Amazon EKS
User Guide

Amazon EKS Troubleshooting

This chapter covers some common errors that you may see while using Amazon EKS and how to work around them.

Insufficient Capacity

If you receive the following error while attempting to create an Amazon EKS cluster, then one of the Availability Zones you specified does not have sufficient capacity to support a cluster.

Cannot create cluster 'example-cluster' because us-east-1d, the targeted availability zone, does not currently have sufficient capacity to support the cluster. Retry and choose from these availability zones: us-east-1a, us-east-1b, us-east-1c

Retry creating your cluster with subnets in your cluster VPC that are hosted in the Availability Zones returned by this error message.

aws-iam-authenticator Not Found

If you receive the error "aws-iam-authenticator": executable file not found in $PATH, then your kubectl is not configured for Amazon EKS. For more information, see Configure kubectl for Amazon EKS.

Worker Nodes Fail to Join Cluster

There are two common reasons that prevent worker nodes from joining the cluster:

  • The aws-auth-cm.yaml file does not have the correct IAM role ARN for your worker nodes. Ensure that the worker node IAM role ARN (not the instance profile ARN) is specified in your aws-auth-cm.yaml file. For more information, see Launching Amazon EKS Worker Nodes.

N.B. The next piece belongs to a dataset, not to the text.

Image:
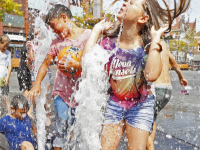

  • The ClusterName in your worker node AWS CloudFormation template does not exactly match the name of the cluster you want your worker nodes to join. Passing an incorrect value to this field results in an incorrect configuration of the worker node's /var/lib/kubelet/kubeconfig file, and the nodes will not join the cluster.

hostname doesn't match

Your system's Python version must be Python 3, or Python 2.7.9 or greater. Otherwise, you receive hostname doesn't match errors with AWS CLI calls to Amazon EKS. For more information, see What are "hostname doesn't match" errors? in the Python Requests FAQ.

CNI Log Collection Tool

The Amazon VPC CNI plugin for Kubernetes has its own troubleshooting script (which is available on worker nodes at /opt/cni/bin/aws-cni-support.sh) that you can use to collect diagnostic logs for support cases and general troubleshooting.

The script collects the following diagnostic information:

  • L-IPAMD introspection data

  • Metrics

  • Kubelet introspection data

  • ifconfig output

  • ip rule show output

  • iptables-save output

  • iptables -nvL output

  • iptables -nvL -t nat output

  • A dump of the CNI configuration

  • Kubelet logs

  • Stored /var/log/messages

  • Worker node's route table information (via ip route)

  • The sysctls output of /proc/sys/net/ipv4/conf/{all,default,eth0}/rp_filter

Use the following command to run the script on your worker node:

sudo bash /opt/cni/bin/aws-cni-support.sh

Note

If the script is not present at that location, then the CNI container failed to run. You can manually download and run the script with the following command:

curl https://raw.githubusercontent.com/aws/amazon-vpc-cni-k8s/master/scripts/aws-cni-support.sh | sudo bash

The diagnostic information is collected and stored at /var/log/aws-routed-eni/aws-cni-support.tar.gz.